Um dos aspectos dificultadores constitui a idealização da criação musical na qual o resultado do sujeito nunca é satisfatório de acordo com ele próprio. É como se houvesse uma descrença na capacidade pessoal para realizar uma criação artística aceita pelo grupo de trabalho, então o estudante cria, a cada atividade, um novo padrão que distancia o sujeito da apreciação crítica de sua própria produção como um constante desenvolvimento. No caso de nossa pesquisa, nos parece que uma idealização do improviso referenciado nos improvisadores profissionais fez com que alguns estudantes demorassem a se envolver com o próprio improviso, mas paulatinamente reconhecendo e desenvolvendo o seu próprio discurso musical, que se constitui a partir de suas possibilidades técnico-musicais e de seus referenciais artísticos.
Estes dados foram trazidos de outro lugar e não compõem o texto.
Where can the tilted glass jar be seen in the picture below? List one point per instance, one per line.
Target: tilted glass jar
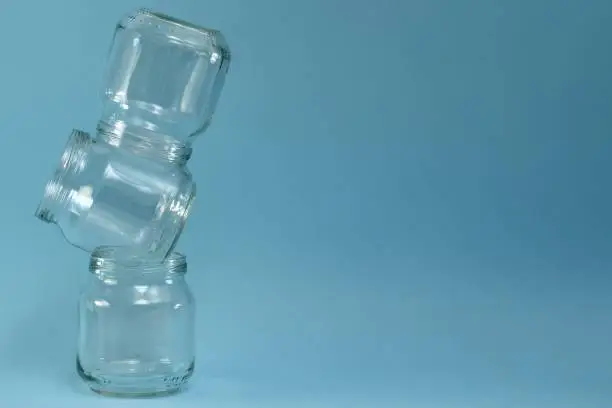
(134, 199)
(136, 325)
(164, 78)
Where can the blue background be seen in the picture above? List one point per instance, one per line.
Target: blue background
(401, 203)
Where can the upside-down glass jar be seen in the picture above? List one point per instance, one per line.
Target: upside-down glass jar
(164, 78)
(129, 186)
(101, 195)
(136, 326)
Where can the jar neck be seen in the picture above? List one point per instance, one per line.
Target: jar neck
(143, 142)
(114, 264)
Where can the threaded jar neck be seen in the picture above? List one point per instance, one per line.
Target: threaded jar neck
(143, 142)
(108, 260)
(73, 160)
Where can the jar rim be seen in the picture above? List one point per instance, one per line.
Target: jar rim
(109, 259)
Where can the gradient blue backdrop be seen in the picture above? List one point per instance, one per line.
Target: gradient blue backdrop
(401, 203)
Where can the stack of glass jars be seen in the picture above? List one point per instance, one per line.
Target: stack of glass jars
(125, 195)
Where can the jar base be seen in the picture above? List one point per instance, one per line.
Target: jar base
(136, 385)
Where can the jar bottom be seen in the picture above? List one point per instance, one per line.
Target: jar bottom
(129, 380)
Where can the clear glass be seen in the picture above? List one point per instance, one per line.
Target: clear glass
(136, 326)
(101, 195)
(164, 77)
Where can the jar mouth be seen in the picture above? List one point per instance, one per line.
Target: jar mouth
(55, 194)
(111, 258)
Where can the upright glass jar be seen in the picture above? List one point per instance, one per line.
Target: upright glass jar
(136, 326)
(135, 199)
(164, 78)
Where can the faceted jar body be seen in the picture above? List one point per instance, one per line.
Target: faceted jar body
(164, 77)
(101, 195)
(136, 326)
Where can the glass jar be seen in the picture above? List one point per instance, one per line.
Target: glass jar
(136, 326)
(164, 77)
(134, 199)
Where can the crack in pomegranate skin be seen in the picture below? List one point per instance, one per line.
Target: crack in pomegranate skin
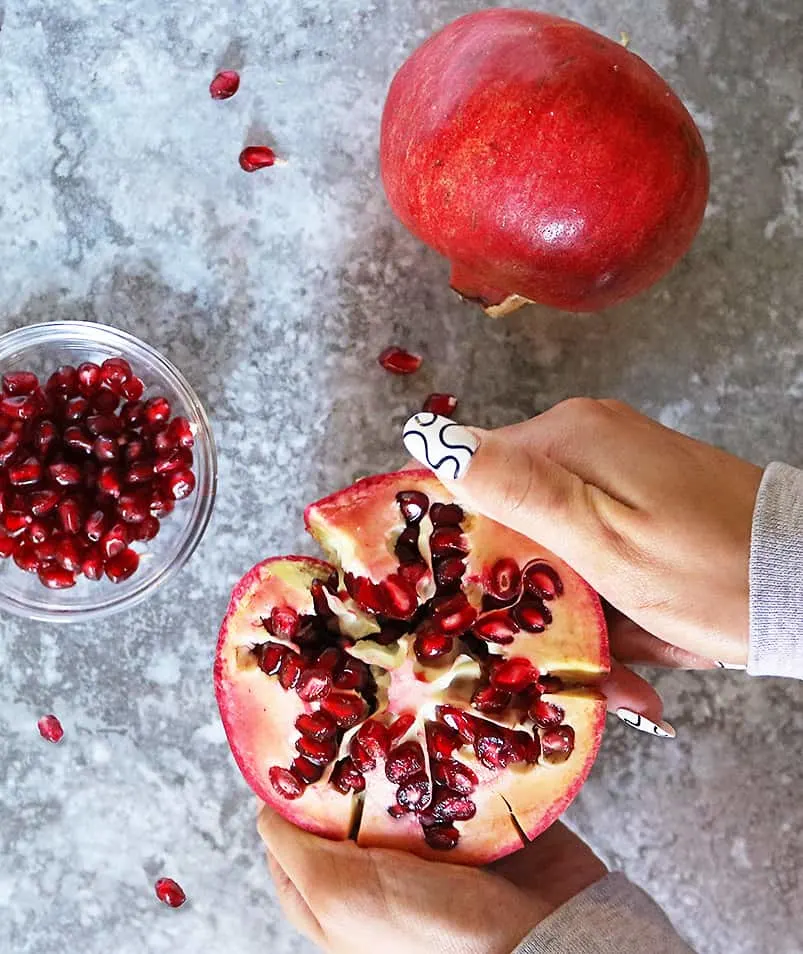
(415, 682)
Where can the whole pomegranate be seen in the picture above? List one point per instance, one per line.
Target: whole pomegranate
(546, 162)
(432, 692)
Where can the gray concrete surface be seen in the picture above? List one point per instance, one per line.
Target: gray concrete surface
(122, 202)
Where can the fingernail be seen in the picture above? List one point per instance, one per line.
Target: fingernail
(637, 721)
(440, 444)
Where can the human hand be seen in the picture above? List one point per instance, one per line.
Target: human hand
(658, 523)
(353, 900)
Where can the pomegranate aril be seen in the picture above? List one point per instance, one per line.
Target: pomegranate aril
(319, 751)
(70, 515)
(314, 684)
(455, 776)
(316, 725)
(26, 473)
(180, 484)
(545, 714)
(558, 744)
(443, 404)
(88, 378)
(285, 782)
(122, 566)
(346, 777)
(441, 837)
(20, 382)
(65, 475)
(542, 581)
(447, 541)
(50, 728)
(307, 770)
(224, 85)
(56, 577)
(256, 157)
(496, 627)
(399, 361)
(413, 505)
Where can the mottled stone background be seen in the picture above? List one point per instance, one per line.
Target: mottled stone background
(121, 201)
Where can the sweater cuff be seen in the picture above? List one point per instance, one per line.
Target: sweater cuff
(612, 916)
(776, 575)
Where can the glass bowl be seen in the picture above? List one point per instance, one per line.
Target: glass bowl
(42, 349)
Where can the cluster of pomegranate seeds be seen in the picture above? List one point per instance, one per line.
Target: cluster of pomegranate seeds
(224, 85)
(399, 361)
(343, 734)
(87, 468)
(50, 728)
(170, 892)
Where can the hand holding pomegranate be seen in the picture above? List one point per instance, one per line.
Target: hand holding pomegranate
(349, 899)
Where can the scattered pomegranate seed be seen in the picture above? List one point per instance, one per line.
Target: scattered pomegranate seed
(253, 158)
(399, 361)
(443, 404)
(50, 728)
(170, 892)
(224, 85)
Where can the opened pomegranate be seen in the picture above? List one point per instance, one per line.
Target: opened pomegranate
(432, 692)
(546, 162)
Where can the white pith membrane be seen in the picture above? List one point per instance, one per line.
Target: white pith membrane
(507, 779)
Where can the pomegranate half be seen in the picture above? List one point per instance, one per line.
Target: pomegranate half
(546, 162)
(431, 689)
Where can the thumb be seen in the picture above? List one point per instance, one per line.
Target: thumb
(505, 477)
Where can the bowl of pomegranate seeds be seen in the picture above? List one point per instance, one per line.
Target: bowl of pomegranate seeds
(107, 470)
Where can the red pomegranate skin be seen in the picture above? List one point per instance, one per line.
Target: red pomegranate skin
(543, 160)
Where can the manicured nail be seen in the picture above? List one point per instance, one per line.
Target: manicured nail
(440, 444)
(637, 721)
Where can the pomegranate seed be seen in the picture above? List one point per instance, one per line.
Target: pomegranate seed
(443, 404)
(455, 776)
(122, 566)
(27, 473)
(346, 777)
(545, 714)
(169, 892)
(413, 505)
(542, 581)
(404, 761)
(20, 382)
(70, 515)
(64, 381)
(514, 675)
(558, 744)
(93, 564)
(50, 728)
(224, 85)
(65, 475)
(114, 372)
(314, 684)
(256, 157)
(306, 769)
(317, 725)
(180, 484)
(133, 389)
(21, 408)
(88, 378)
(285, 783)
(347, 710)
(399, 361)
(180, 430)
(56, 577)
(496, 627)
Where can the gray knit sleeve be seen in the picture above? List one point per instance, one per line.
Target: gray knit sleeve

Esta idealização do improviso traz consigo outro aspecto dificultador para as aprendizagens: a ideia de que o improviso é um dos “últimos” estágios de aprendizagem musical. Alia-se a este entendimento um distanciamento do próprio estudante do que seriam estes últimos estágios de aprendizagem musical, distanciando-o assim da possibilidade de improvisar. Isto é um erro. Em pesquisa anterior (Oliveira, 2012) explicitamos como a improvisação musical é importante para o desenvolvimento do discurso musical do sujeito desde a iniciação musical ao violão. Dessa maneira, é muito importante a atuação do professor ao orientar o processo de construção do discurso musical do estudante, demonstrando a prática da criação musical como um componente formativo. Cabe ao professor, no contexto da Aprendizagem Musical Compartilhada, orientar as atividades

educativas no sentido de desmistificar a criação musical, aproximando os estudantes da criação para o desenvolvimento de seus discursos musicais.